Dr Deborah O’Neil, founder and chief executive of the award-winning company Novabiotics, urged experts at the world’s largest biotechnology industry event to take “multiple modes of action” against drug resistant infections.

Her intervention came as scientists have warned the world was on the cusp of a “post-antibiotic era” after strains of bacteria resistant to antibiotics of “last resort” emerged in China then the UK. So called “superbugs”, which are resistant to anti-microbials, are already estimated to account for 700,000 deaths each year. A report on anti-microbial resistance published in March estimated 10 million people could die each year of drug resistant infections unless something was done to combat the threat.

The challenge is significant – there has not been a new class of antibiotics discovered since the 1980s. Meanwhile, health experts fear the emergence of an “anti-biotics apocalypse” whereby humanity no longer has to tools to fight even the simplest of infections.

Ms O’Neil, speaking at the BIO International Convention in San Francisco yesterday, said a “multi-attack and multi-strain approach to the development of new anti-biotics” was needed to meet the challenge of anti-microbial drug resistance (AMR).

Her firm, a spin out of Aberdeen University’s Rowett Institute and now backed by private equity investors, has developed a “resistance breaking technology” that has be used to create the firm’s pipeline of “novel” anti-microbial therapies. The firm says the platform has been proven to deliver safe, effective anti-fungal and anti-bacterial treatments that have “no or very low risk of drug resistance development”.

Ms O’Neil said: “While efforts are being made to develop new antibiotics, unless a co-ordinated approach is taken, the problem of resistance will always be an issue.

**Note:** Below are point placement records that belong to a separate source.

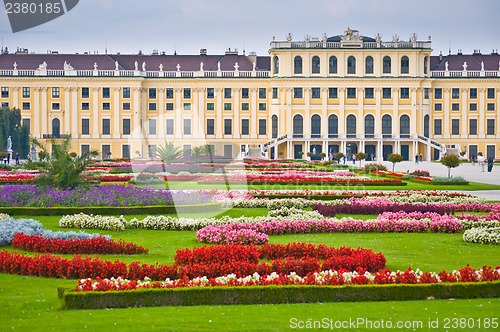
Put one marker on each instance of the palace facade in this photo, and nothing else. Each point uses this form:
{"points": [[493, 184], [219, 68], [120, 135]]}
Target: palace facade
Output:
{"points": [[344, 93]]}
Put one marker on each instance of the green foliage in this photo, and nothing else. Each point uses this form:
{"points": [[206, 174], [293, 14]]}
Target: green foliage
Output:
{"points": [[395, 158]]}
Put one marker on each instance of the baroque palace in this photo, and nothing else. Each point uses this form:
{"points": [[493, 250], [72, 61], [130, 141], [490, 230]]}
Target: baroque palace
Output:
{"points": [[344, 93]]}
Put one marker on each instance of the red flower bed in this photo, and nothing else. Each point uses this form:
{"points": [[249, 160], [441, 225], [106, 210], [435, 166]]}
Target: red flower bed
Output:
{"points": [[96, 245]]}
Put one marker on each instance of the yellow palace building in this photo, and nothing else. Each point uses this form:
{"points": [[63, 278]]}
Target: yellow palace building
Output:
{"points": [[346, 93]]}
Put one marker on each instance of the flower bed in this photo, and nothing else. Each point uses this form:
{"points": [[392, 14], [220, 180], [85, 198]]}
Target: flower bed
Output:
{"points": [[95, 245]]}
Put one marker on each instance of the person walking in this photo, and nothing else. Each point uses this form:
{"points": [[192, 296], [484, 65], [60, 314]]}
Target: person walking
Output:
{"points": [[480, 161]]}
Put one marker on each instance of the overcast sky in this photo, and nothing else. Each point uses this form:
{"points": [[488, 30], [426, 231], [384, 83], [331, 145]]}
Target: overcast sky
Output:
{"points": [[128, 26]]}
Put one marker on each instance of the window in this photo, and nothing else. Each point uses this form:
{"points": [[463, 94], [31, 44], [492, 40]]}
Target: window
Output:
{"points": [[332, 65], [386, 65], [351, 93], [106, 126], [333, 93], [438, 93], [262, 127], [297, 65], [170, 127], [472, 126], [126, 126], [152, 93], [490, 127], [315, 93], [351, 65], [85, 126], [315, 67], [297, 93], [106, 92], [455, 126], [405, 93], [369, 94], [369, 65], [187, 126], [490, 93], [5, 92], [245, 126], [126, 93], [126, 151], [405, 65], [169, 93], [244, 93], [262, 93], [210, 93], [275, 93], [386, 93], [210, 126], [438, 127], [228, 126], [473, 93], [26, 92]]}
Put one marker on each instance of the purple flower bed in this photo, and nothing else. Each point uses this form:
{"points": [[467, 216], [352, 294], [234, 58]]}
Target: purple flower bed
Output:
{"points": [[31, 195]]}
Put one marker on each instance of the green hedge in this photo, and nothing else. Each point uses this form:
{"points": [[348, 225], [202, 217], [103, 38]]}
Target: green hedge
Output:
{"points": [[274, 295], [108, 210]]}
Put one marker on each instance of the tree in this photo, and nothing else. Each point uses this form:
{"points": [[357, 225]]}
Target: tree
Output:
{"points": [[450, 161], [360, 156], [395, 158]]}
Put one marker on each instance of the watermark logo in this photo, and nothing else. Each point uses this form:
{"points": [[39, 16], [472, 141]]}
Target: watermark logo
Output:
{"points": [[25, 15]]}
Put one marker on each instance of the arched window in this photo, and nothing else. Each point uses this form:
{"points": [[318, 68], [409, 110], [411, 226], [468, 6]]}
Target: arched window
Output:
{"points": [[274, 126], [297, 65], [386, 65], [333, 126], [298, 126], [404, 126], [369, 126], [405, 65], [315, 65], [426, 126], [387, 126], [351, 65], [276, 65], [369, 65], [315, 126], [56, 128], [351, 125], [332, 65]]}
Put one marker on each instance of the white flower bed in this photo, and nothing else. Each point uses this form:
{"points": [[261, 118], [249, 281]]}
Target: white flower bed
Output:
{"points": [[482, 235]]}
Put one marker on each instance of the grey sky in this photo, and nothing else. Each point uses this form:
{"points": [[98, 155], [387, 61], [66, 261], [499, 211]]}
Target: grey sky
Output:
{"points": [[128, 26]]}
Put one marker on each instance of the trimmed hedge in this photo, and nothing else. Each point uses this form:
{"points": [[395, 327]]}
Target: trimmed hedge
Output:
{"points": [[191, 296], [107, 210]]}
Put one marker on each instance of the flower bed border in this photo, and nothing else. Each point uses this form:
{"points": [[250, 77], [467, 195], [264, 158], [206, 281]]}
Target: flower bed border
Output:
{"points": [[274, 295], [108, 210]]}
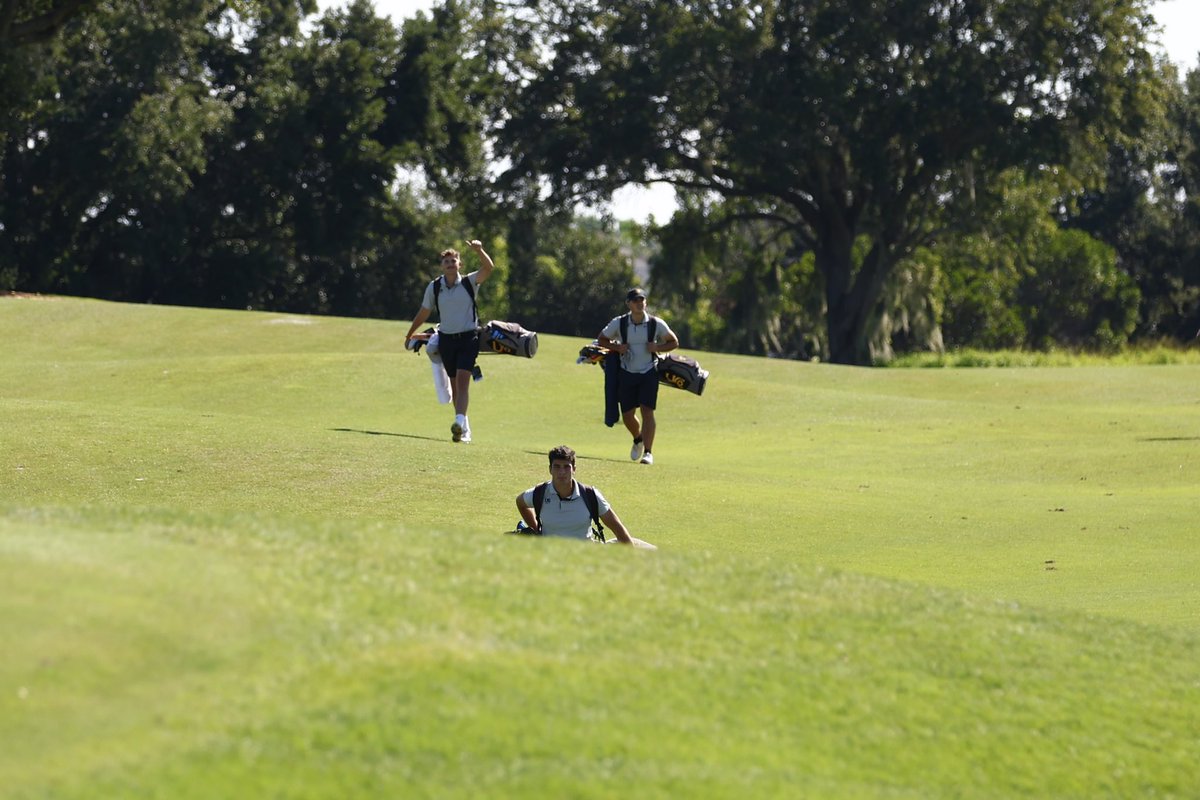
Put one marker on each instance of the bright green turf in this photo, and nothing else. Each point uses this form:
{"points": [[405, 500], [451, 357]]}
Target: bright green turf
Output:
{"points": [[239, 557]]}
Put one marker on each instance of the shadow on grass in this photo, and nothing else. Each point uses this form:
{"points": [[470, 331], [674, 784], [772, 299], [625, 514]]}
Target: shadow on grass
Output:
{"points": [[413, 435], [385, 433]]}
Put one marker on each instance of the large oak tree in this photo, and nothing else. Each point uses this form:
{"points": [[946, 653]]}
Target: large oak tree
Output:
{"points": [[849, 121]]}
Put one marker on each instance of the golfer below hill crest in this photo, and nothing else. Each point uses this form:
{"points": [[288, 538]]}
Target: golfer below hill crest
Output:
{"points": [[453, 295], [564, 503], [639, 337]]}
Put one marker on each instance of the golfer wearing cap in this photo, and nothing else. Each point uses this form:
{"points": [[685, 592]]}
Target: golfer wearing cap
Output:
{"points": [[639, 337]]}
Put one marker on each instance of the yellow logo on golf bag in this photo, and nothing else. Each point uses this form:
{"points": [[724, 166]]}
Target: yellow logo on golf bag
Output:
{"points": [[677, 380]]}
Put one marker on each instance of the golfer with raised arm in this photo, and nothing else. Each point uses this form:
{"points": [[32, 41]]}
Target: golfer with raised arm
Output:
{"points": [[453, 295]]}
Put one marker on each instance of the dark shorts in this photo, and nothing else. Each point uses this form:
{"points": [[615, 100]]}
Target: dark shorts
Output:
{"points": [[459, 350], [639, 389]]}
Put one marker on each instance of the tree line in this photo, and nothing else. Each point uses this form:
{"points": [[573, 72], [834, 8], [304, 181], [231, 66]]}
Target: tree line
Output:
{"points": [[855, 179]]}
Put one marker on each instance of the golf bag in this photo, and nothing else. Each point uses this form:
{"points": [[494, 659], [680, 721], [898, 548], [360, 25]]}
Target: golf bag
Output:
{"points": [[681, 372], [508, 338]]}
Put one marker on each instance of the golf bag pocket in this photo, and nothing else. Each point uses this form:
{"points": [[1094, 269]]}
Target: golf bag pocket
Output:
{"points": [[681, 372], [509, 338]]}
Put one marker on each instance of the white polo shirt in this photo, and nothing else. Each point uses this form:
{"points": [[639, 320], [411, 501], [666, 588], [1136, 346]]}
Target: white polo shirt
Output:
{"points": [[639, 359], [456, 313], [567, 517]]}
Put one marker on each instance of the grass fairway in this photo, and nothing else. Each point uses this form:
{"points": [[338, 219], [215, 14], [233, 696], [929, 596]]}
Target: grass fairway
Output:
{"points": [[240, 557]]}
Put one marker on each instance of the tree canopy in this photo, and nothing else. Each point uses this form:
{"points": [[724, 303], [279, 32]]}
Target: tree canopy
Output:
{"points": [[838, 120]]}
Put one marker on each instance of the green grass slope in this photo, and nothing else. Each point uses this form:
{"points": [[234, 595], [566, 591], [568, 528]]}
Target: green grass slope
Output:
{"points": [[240, 557]]}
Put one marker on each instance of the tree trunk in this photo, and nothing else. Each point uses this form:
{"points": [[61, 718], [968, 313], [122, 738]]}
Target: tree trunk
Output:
{"points": [[851, 299]]}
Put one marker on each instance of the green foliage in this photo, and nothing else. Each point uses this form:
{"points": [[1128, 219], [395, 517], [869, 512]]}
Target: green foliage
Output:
{"points": [[829, 130], [569, 276], [1020, 281], [228, 571], [738, 284], [246, 164]]}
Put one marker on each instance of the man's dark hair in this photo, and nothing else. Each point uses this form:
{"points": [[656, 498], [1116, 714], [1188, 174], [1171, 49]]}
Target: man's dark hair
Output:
{"points": [[562, 452]]}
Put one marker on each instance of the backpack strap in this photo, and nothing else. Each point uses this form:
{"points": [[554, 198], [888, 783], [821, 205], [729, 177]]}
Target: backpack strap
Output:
{"points": [[539, 498], [589, 499]]}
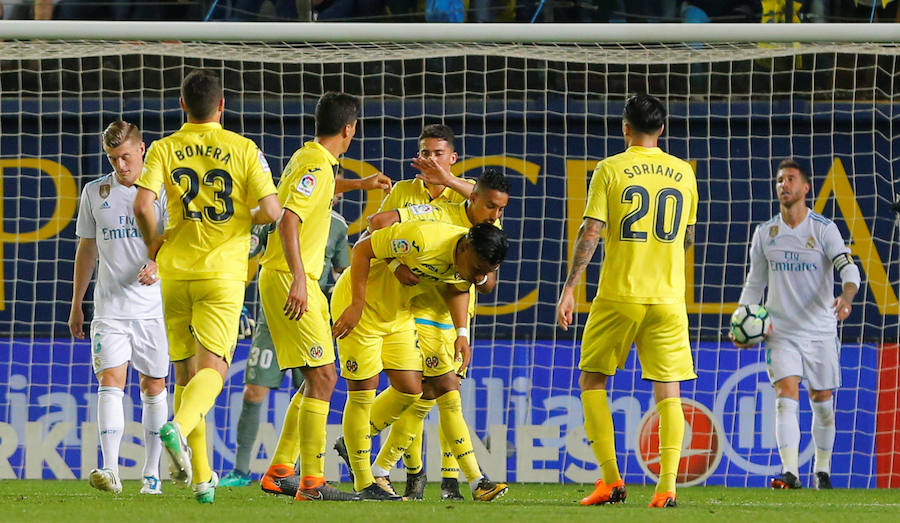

“We must act on infections already resistant to other anti-microbials with multiple modes of action and multi-strain attack to mitigate the evolution of resistance. In parallel, we need to combine novel anti-infectives with resistance breakers that can attack infections from all sides. Addressing the issue now and planning for the future is crucial.”

The event, hosted by the Innovative Medicines’ Initiative (IMI) and The Wellcome Trust-funded Community for Open Antimicrobial Drug Discovery, was designed to bring together those involved in all aspects of AMR, including industry large and small, universities, investors, expert scientific and business support, funders, policy makers and regulatory bodies.